Un ex libris dépose son encre pour l’appartenance, dépose sa marque. Ne devrait-on pas plutôt appartenir à la langue ? Et si les arbres saignaient, est ce que l’encre s’envolerait sous pupille ? Est-ce que nos voix suffisent à rester droit ? Peut-on se réincarner écorce ?

6 commentaires à propos de “#40jours#28 | lire écorce”

  1. Beau texte qui se pose des questions sans toujours trouver de réponse… et c’est ça qui est beau !

    • Tellement vaste ce sujet et je ne prétend que moi infime passage. Il faut des mondes pour écrire le monde. Belle journée Fil

  2. Pour les nouveautés, je vais à la bibliothèque. Pour le reste, j’achète du seconde main. Plein de contradiction, mais on peut réfléchir à demain. la peur de manquer nous entraine vers le manque absolu de tout même de l’air pour respirer. Merci pour ce texte sincère et angoissant.

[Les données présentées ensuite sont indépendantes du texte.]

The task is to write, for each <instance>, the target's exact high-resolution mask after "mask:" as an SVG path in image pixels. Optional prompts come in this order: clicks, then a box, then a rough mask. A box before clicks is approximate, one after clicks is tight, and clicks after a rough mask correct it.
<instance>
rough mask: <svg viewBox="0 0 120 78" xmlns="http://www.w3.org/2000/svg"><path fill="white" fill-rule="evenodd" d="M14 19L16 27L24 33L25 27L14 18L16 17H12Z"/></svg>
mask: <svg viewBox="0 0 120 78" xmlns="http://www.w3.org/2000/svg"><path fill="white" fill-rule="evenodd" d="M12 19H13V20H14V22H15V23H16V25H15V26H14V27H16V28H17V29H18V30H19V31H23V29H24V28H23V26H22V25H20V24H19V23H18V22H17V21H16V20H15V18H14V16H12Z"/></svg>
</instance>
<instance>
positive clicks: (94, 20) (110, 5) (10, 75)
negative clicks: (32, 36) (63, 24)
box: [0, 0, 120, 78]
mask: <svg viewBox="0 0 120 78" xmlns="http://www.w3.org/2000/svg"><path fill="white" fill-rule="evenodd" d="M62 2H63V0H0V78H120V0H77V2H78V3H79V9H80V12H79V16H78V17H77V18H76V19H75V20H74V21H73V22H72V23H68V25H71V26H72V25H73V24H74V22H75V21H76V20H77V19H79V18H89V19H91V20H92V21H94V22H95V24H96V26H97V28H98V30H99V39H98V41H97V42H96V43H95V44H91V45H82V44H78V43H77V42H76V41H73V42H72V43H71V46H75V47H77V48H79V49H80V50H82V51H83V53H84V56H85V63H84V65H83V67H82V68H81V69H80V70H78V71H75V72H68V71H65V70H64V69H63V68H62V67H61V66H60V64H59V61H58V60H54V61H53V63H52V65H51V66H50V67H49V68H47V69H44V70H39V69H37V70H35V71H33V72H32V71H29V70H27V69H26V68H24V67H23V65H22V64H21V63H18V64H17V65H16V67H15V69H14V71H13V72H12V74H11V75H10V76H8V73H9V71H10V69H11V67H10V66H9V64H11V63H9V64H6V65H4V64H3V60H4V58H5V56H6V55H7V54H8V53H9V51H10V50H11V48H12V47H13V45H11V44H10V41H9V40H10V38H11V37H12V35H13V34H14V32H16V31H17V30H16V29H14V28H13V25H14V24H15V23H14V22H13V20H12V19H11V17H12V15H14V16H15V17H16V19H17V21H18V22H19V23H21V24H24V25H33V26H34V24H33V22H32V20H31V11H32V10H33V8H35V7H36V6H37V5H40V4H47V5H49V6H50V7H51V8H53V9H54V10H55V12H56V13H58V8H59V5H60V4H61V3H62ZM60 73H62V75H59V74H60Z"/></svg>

    • Bonjour Daniele, je lis la fiction essentiellement en numérique. Je n’achète que les petites maisons d’éditions, les essais la poésie et la jeunesse. Très peu de romans mais ca fait déjà beaucoup… Oui la peur envahie et paralyse parfois.

    • Merci Francoise, je vis un peu avec les livres il faut dire. Comme seconde peau. Ma devise jamais sans sinon je me sens seule et nue.